The present disclosure relates generally to the field of artificial intelligence. More specifically, disclosed embodiments relate to employing diffusion models to generate high-resolution radar data from data received by low-resolution radar.
Radar has been used in vehicles and is beginning to gain research interest and attention as a sensor useful for autonomous vehicles. The continuous push for higher levels of autonomy and higher levels of safety guarantees requires improved perception. Unlike cameras which are sensitive to changes in illumination and LiDAR sensors which are sensitive to adverse weather conditions like fog, rain and snow, radar sensors are known to be robust against these environmental changes and are also known to have much higher ranges (i.e., ˜200 meters). However, radar systems currently are not as popular as sensors used for autonomous vehicles, such as RGB cameras and LiDAR sensors. One reason for this lack of popularity is the noisy data output and sparse data output (i.e., low-resolution) when converted into point clouds. Another reason for radar system lack of popularity is the computational and algorithmic cost involved in the signal processing algorithms for extracting point clouds from the noisy raw radar measurements.

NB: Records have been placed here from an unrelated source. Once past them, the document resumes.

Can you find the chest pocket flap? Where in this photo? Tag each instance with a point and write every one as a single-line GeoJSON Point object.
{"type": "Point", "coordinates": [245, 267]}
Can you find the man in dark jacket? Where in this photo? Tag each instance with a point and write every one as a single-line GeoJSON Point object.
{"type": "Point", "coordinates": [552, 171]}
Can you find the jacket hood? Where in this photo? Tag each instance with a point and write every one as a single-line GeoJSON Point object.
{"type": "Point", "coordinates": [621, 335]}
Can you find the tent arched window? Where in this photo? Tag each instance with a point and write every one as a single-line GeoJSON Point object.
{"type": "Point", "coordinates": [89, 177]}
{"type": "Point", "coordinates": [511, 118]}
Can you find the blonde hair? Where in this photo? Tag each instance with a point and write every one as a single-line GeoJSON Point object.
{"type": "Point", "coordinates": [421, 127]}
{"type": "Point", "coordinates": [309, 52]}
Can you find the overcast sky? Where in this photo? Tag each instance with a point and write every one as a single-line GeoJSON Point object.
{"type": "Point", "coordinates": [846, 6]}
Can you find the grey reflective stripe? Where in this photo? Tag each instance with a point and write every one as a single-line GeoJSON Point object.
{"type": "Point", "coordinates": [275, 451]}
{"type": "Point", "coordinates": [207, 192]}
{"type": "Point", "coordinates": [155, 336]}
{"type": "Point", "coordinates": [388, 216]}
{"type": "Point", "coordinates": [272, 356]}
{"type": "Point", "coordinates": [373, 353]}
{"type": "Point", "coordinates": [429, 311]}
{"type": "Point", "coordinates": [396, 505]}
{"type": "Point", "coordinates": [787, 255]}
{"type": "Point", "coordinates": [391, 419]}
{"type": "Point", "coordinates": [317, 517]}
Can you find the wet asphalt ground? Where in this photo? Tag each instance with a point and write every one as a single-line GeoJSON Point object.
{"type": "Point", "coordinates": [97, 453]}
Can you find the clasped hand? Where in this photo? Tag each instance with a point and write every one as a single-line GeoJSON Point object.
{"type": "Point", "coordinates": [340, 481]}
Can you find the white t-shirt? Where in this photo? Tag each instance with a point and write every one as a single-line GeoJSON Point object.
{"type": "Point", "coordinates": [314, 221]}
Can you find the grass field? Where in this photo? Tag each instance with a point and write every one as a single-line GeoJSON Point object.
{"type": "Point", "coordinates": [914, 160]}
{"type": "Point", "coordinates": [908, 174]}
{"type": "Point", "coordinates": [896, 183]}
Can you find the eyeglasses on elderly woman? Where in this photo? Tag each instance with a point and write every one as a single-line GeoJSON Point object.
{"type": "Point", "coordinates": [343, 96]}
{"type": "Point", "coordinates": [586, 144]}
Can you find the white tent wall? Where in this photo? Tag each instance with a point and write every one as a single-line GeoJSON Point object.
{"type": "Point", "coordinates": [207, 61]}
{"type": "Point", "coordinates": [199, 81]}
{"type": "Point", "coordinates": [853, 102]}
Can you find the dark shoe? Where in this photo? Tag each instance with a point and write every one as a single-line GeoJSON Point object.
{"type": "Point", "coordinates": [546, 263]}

Super-resolution techniques aim to increase the resolution of a given input that has a coarse resolution for assorted reasons, some of which include being compressed for the purposes of low-bandwidth transmission or obtained from a low-cost sensor that will sense at a lower resolution than the desired due to sensor design trade-offs (e.g., temporal resolution vs. spatial resolution) or other system design, cost, or efficiency considerations. Super-resolution has been explored for RGB images and some deep-learning-based algorithms have been proposed for this task.
Recently, diffusion-based generative models were introduced as a potential solution for RGB image super-resolution that can generate high-resolution and photorealistic images from low-resolution images. These models represent improvement over prior works on generative modeling and on more traditional super-resolution approaches (e.g., optimization, compressive sensing, signal processing, etc.), in that, their training is stable, they do not suffer from mode collapse, and they can generate high-resolution and high-quality synthetic data. The prior art has only been developed and tested on synthetic shape point clouds (such as from the ShapeNet dataset), RGB images obtained from cameras, and LiDAR point clouds.
The combination of diffusion-based generative modeling and super-resolution is an attractive approach to help address the problem of sparsity in radar point cloud data with the goal of increasing the resolution of the point cloud obtained from low-cost radar sensors. A high-resolution radar point cloud could serve as a source of information that is at least on-par with camera and LiDAR sensors for downstream detection and path-planning algorithms.
To date, there has been some work done on inpainting, generating LiDAR point clouds, and super-resolution for images. However, there has been little or no work on applying diffusion-based generative models to radar point clouds for generative modeling applications.
Disclosed embodiments use diffusion-based generative models for radar point cloud super-resolution. Known diffusion modeling algorithms may be slow due to an iterative generation process and, therefore, may not be suitable for real-time applications. Disclosed embodiments may speed up the generation process by distillation of diffusion models allowing as little as a single step for generation. Disclosed embodiments may provide an option to trade-off data quality for more computational cost by using more than one step for generation.
Some disclosed embodiments include methods comprising: sampling a radar point cloud dataset to generate a mini-batch of samples from the dataset, wherein the radar point cloud dataset corresponds to a first resolution; computing noisy data samples for each sample in the mini-batch of samples; computing a conditioning input for each of the samples in the mini-batch, wherein the conditioning input is derived from low-resolution radar point cloud samples corresponding to each sample in the mini-batch with the low-resolution samples corresponding to a second resolution which is lower than the first resolution; and training the diffusion model on the mini-batch of samples and the conditioning input.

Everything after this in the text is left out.